Electives make well-rounded students

Apr 17th, 2014 | By
| Category: 2014-17-04, Opinion, Spotlight, Spring 2014, Top Headlines

Written by: John Stephen 

As the frenzy and stress that accompanies the end of the semester descends like a weight upon campus, many students may question why they are required to take so many classes, especially electives that are not relevant to their major.

Electives, however, are not a waste of time; they are essential in building a student’s foundation for their college years, careers and all other post-college endeavors.

Electives help students discover the major and career path they want to pursue, and students need all the help they can get when choosing a major.

Half of the students who declare a major when first entering college end up changing it, according to Dr. Fritz Grupe of MyMajors.com, a site that assists students with college and career planning. UC Berkeley’s Career Center said these students will end up changing their major not just once but three to five times.

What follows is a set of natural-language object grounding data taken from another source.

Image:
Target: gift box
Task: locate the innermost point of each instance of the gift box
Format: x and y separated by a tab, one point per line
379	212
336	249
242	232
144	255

When students decide they are unsatisfied with their current major, electives inform students what options are available. They introduce students to a variety of fields and topics that they most likely would not experience if they were only required to take courses within their major.

Electives let students dip their toes into a certain pool of study, which is a chance to assess a major’s merits before diving completely into it. As a result, students are better prepared to make a wise, appropriate major choice.

Many students will choose a post-college career that is unrelated to their major. Electives provide students with basic knowledge on a myriad of subjects, and that knowledge may prove to be the key in snagging a job that isn’t connected to a student’s main area of study. Likewise, an elective course may give students access to a job field that would otherwise be restricted from them.

Electives don’t only help a student’s career; they also help to produce a well-rounded college graduate who flourishes in several different interests. A student may enter an elective class begrudgingly, mourning the fact that it is required, but come out of the same class with a newfound fascination, hobby or even passion.

The electives college students take will also widen their sphere of understanding through the exploration of different cultures, places, art forms, etc. Such learning makes students more aware and responsive to the rest of humanity.

The benefits of taking electives are numerous and wide-ranging, but many students fail to see them because these benefits aren’t reaped until after graduation; instead, students see yet another course to steal away their time and exhaust them with work.

No discipline, academic or otherwise, seems pleasant at the moment, but rather painful; however, later on such discipline provides many gains to those who are trained by it. While electives may seem to be a pointless, unnecessary way to spend time in college, they will prove to be profitable in many ways after those college days come to an end.